That appears to work?

如果你对这篇内容有疑问,欢迎到本站社区发帖提问 参与讨论,获取更多帮助,或者扫码二维码加入 Web 技术交流群。

扫码二维码加入Web技术交流群

发布评论

需要 登录 才能够评论, 你可以免费 注册 一个本站的账号。

评论(1

殊姿 2024-12-15 03:57:36

解决这里问题的关键是将 url 列表存储在外部容器中,回调和主代码可以访问该列表,以便对它们进行所需的更改。为了记住您的网址位置,我们将在字符串中使用自定义标记。

请注意,如果您不能使用 php,要访问容器,我使用 闭包 5.3 出于某种原因,您需要将它们替换为另一种从回调中访问 $url_tokens 容器的方法,这应该不是问题。

<?php
// the string you start with

$string = "my sentence contains URLs to http://stackoverflow.com/questions/7619843/php-preg-replace-call-extract-specific-values-for-later-reinsertion and http://www.google.com/ which makes my life difficult.";

// the url container, you will store the urls found here

$url_tokens = array();

// the callback for the first replace, will take all urls, store them in $url_tokens, then replace them with [[URL::X]] with X being an unique number for each url
//
// note that the closure use $url_token by reference, so that we can add entries to it from inside the function

$callback = function ($matches) use (&$url_tokens) {
  static $token_iteration = 0;

  $token = '[[URL::'.$token_iteration.']]';

  $url_tokens[$token_iteration] = $matches;

  $token_iteration++;

  return $token;
};

// replace our urls with our callback

$pattern = '/(((?:https?|ftps?)\:\/\/)?([a-zA-Z0-9:]*[@])?([a-zA-Z0-9\-\.]+\.[a-zA-Z]{2,3}|([0-9]+))([a-zA-Z0-9-._?,\'\/\+&%\$#\=~:]+)?)/';

$string = preg_replace_callback($pattern, $callback, $string);

// some debug code to check what we have at this point

var_dump($url_tokens);
var_dump($string);

// you can do changes to the url you found in $url_tokens here

// now we will replace our previous tokens with a specific string, just as an exemple of how to re-replace them when you're done

$callback_2 = function ($matches) use ($url_tokens) {
  $token = $matches[0];
  $token_iteration = $matches[1];

  if (!isset($url_tokens[$token_iteration])) {
    // if we don't know what this token is, leave it untouched
    return $token;
  }

  return '- there was an url to '.$url_tokens[$token_iteration][4].' here -';
};

$string = preg_replace_callback('/\[\[URL::([0-9]+)\]\]/', $callback_2, $string);

var_dump($string);

执行时给出以下结果:

// the $url_tokens array after the first preg_replace_callback
array(2) {
  [0]=>
  array(7) {
    [0]=>
    string(110) "http://stackoverflow.com/questions/7619843/php-preg-replace-call-extract-specific-values-for-later-reinsertion"
    [1]=>
    string(110) "http://stackoverflow.com/questions/7619843/php-preg-replace-call-extract-specific-values-for-later-reinsertion"
    [2]=>
    string(7) "http://"
    [3]=>
    string(0) ""
    [4]=>
    string(17) "stackoverflow.com"
    [5]=>
    string(0) ""
    [6]=>
    string(86) "/questions/7619843/php-preg-replace-call-extract-specific-values-for-later-reinsertion"
  }
  [1]=>
  array(7) {
    [0]=>
    string(22) "http://www.google.com/"
    [1]=>
    string(22) "http://www.google.com/"
    [2]=>
    string(7) "http://"
    [3]=>
    string(0) ""
    [4]=>
    string(14) "www.google.com"
    [5]=>
    string(0) ""
    [6]=>
    string(1) "/"
  }
}
// the $string after the first preg_replace_callback
string(85) "my sentence contains URLs to [[URL::0]] and [[URL::1]] which makes my life difficult."

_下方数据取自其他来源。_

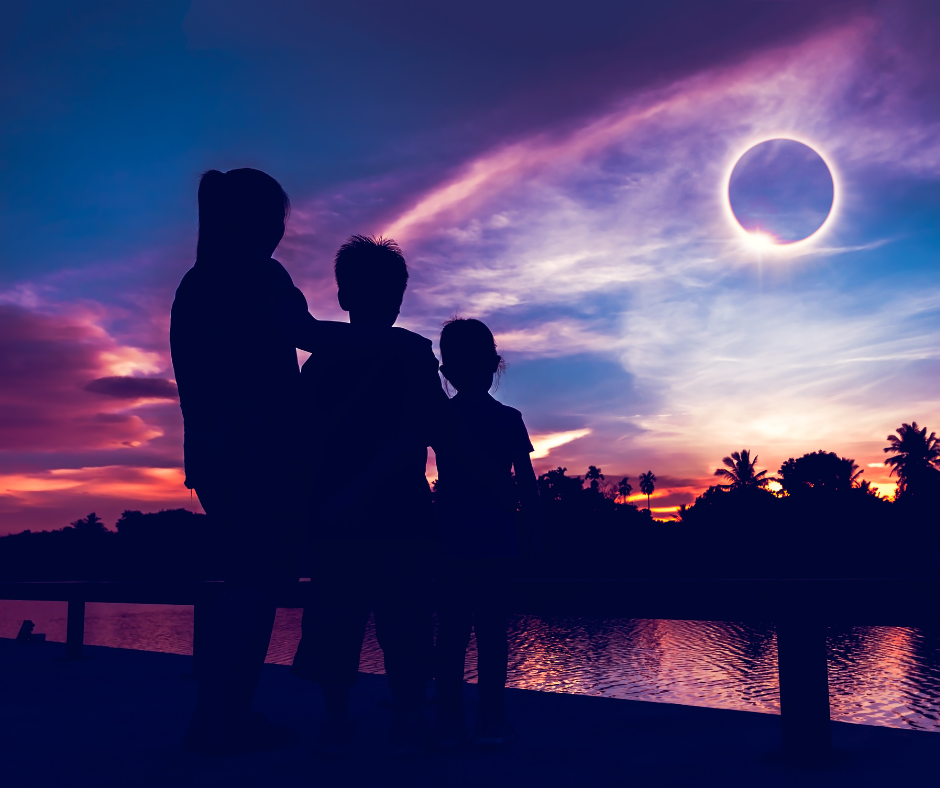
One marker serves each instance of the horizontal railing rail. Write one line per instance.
(800, 609)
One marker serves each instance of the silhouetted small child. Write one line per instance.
(480, 534)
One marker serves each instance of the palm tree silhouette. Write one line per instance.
(915, 454)
(742, 472)
(593, 476)
(624, 488)
(849, 473)
(647, 486)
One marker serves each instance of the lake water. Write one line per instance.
(877, 675)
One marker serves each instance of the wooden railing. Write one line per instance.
(801, 611)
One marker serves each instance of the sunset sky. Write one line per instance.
(558, 170)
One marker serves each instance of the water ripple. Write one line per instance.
(877, 675)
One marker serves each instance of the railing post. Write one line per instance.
(75, 629)
(199, 625)
(804, 690)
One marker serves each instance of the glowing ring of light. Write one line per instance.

// the $string after the second replace
string(154) "my sentence contains URLs to - there was an url to stackoverflow.com here - and - there was an url to www.google.com here - which makes my life difficult."

The key to solving your problem here is to store the urls list in an outside container than can be accessed by your callbacks and by your main code to do the changes you need on them. To remember your urls positions, we will use a custom token in the string.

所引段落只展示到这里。